OBJECTIVE: This study assesses beta-cell replication in human donor organs and examines possible influences of the preterminal clinical conditions.

RESEARCH DESIGN AND METHODS: beta-Cell replication was quantified in a consecutive series of n = 363 human organ donors using double immunohistochemistry for Ki67 and insulin. Uni- and multivariate analysis was used to correlate replication levels to clinical donor characteristics and histopathologic findings.

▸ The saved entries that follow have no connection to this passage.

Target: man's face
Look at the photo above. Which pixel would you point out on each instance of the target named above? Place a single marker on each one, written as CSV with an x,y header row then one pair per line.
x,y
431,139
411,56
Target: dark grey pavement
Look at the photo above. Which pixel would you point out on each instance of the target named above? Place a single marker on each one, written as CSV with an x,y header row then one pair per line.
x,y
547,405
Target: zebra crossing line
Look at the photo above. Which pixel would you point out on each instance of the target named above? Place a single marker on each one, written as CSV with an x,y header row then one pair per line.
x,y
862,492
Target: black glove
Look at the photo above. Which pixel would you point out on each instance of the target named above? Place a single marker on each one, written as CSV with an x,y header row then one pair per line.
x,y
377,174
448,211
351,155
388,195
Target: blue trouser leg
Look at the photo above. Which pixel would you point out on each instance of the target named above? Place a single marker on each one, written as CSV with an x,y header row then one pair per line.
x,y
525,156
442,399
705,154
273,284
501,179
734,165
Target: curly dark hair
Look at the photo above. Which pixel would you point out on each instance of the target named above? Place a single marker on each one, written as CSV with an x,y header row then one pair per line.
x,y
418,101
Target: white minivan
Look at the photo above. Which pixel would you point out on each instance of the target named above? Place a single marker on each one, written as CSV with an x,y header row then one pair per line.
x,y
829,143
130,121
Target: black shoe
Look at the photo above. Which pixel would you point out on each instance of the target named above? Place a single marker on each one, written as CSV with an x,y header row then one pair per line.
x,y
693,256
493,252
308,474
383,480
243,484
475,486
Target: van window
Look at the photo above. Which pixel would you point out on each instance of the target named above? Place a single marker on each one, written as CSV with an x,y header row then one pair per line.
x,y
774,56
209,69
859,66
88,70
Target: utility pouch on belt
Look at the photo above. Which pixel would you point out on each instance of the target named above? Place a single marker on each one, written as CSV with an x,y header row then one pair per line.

RESULTS: beta-Cell replication was virtually absent in most donors, with < or =0.1% Ki67-positive beta-cells in 72% of donors. A subpopulation of donors, however, showed markedly elevated levels of replication of up to 7.0% Ki67-positive beta-cells. beta-Cell replication was accompanied by the increased replication of glucagon-, somatostatin-, and CA19.9-positive cells. Prolonged life support, kidney dysfunction, relatively young donor age, inflammatory infiltration, and prolonged brain death before organ retrieval were all found to be significantly associated with an increased level (> or =90th percentile) of beta-cell replication, with the first three risk factors being independent predictors. Increased beta-cell replication was most often noted in relatively young donors (< or =25 years) who received prolonged (> or =3 days) life support (68%); in contrast, it was rare in donors with a short duration of life support regardless of age (1%). Prolonged life support was accompanied by increased levels of CD68(+) and LCA/CD45(+) infiltration in the pancreatic parenchyma.

CONCLUSION: These results indicate that preterminal clinical conditions in (young) organ donors can lead to increased inflammatory infiltration of the pancreas and to increased beta-cell replication.